What Could The Jets Offer?
Here’s the tricky part. Trying to find that balance between giving up enough without hurting the team long term. I’m ready for a long of hate to come my way for proposing this, but I think the Jets could have offered the Kings Ondrej Pavelec, Alex Burmistrov and a 2nd round pick for Jonathan Bernier.
Before you go straight into the “screw this guy” mindset, let me make it clear that in no way do I think the Jets should be shopping away Burmistrov. I think I’ve made my stance clear on Burmi over time that I do like the guy. This is simply a choice based on what the Leafs offered and the Kings accepted, and based on a comparison between players.
The Break Down
I did not take my choice for Alex Burmistrov as a trade piece lightly. I considered many options including Scheifele, Eric O’Dell, Adam Lowry, Aaron Gagnon and Zach Redmond, but based on a few factors I landed on Burmistrov. Mostly are related to the fact that the Kings would want a younger player that the Jets were willing to part ways with. The Jets seem quite content and pleased with Scheif to this point, O’Dell, Lowry, Gagnon, and Redmond are all relatively unproven in the NHL (which I believe was a factor in the Kings choice), and we are all ware of a potential rift between Burmi and the Jets coaching staff.

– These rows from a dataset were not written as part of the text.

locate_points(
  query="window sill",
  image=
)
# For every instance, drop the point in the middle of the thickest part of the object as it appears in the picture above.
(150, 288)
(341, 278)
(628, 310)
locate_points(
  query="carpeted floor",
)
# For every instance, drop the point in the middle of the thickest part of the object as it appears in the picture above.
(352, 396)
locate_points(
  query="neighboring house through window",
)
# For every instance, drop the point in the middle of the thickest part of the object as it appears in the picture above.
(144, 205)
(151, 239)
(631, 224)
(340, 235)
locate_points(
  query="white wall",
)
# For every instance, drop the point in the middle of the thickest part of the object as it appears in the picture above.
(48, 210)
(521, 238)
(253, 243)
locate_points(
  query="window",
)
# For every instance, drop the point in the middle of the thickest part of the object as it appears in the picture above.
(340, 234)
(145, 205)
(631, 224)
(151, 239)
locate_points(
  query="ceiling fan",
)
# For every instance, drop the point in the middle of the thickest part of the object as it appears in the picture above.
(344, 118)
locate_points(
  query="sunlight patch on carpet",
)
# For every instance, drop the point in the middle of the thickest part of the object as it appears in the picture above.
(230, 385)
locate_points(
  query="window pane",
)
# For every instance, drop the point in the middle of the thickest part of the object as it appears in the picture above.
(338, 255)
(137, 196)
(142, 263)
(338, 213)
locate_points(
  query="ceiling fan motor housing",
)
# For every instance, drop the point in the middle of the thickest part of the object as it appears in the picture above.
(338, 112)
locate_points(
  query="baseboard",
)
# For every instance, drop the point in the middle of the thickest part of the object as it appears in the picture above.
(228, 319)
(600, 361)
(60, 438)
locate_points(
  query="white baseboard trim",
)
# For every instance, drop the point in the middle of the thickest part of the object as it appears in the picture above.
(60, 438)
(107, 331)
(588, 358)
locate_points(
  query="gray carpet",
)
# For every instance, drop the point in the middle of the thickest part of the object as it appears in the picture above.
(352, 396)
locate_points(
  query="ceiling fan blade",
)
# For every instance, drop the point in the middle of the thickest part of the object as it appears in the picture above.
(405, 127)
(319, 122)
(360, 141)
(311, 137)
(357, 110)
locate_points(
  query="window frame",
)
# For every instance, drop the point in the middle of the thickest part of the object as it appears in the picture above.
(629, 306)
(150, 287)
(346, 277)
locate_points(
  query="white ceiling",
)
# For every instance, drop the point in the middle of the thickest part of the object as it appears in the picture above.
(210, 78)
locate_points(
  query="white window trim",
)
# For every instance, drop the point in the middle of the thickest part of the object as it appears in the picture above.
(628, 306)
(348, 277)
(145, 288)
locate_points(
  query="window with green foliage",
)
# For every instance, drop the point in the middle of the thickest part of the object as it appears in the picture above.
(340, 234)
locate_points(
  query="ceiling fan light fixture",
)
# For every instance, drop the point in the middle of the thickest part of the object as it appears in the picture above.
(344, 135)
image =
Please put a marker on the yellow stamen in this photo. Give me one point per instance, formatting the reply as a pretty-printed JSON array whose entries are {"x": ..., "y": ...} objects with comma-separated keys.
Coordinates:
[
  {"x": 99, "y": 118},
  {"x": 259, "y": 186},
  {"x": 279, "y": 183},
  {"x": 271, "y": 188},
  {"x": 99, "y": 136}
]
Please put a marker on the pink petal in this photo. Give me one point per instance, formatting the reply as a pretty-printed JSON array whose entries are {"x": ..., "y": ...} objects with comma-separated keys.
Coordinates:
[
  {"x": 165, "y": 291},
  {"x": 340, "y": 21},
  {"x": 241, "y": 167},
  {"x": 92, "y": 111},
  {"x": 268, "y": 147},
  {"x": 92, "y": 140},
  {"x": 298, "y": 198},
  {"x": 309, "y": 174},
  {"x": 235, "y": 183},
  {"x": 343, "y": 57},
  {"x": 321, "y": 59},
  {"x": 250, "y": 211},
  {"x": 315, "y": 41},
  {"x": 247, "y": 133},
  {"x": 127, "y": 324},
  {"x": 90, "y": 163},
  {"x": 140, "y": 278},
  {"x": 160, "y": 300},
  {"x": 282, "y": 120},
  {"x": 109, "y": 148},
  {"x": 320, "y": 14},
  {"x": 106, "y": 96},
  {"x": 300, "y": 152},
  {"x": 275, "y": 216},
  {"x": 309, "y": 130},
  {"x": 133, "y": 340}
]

In fact, when you compare Frattin and Burmistrov you could make the argument that they are very similar players. Both are solid defensively, have a good offensive upside, and have provided their respective clubs with strong third and fourth line minutes during their time. Frattin may be bigger and managed to put up more compelling number this year, but he is also two years Burmistrov’s elder, played with more offensively skilled players in comparison to Burmi. One could also argue that Burmistrov has more longterm upside for a team with plenty of current leadership and talent, that could give him more time to properly develop and grow.
Moving Pavelec out would have served a dual purpose for the Jets. Not only would it have provided Bernier with a clear number one goaltending position that he had been rumored to want, but it would have allowed the Jets to clear Pavelec’s contract. This would have not only given them space to sign the true starter, but “restart” their books moving forward into this offseason. Pavelec could then serve his time as the Kings backup, as obviously Quick would continue his clear role as a workload starter.
The second round pick could have been from this year (where the Jets currently have two) or next, as a way of evening out the abysmal contract the Kings would be taking on.
In case you haven’t noticed, I had put a fair bit of thought into the potential of Bernier coming to Winnipeg. Would it have ever happened? Who knows. I guess we’ll never know considering the lack of activity from the Jets camp since the season ended. Heck, Bernier may have even refused to sign with the team following a trade.
It would have been nice though to know that there was the potential. To know that the people in charge of this team were aware of a mistake and taking action to correct it. Instead, we have what comes across as a missed opportunity and the status quo. That, and more talk in this city about some cracks in concrete than the lack of activity on Portage Avenue.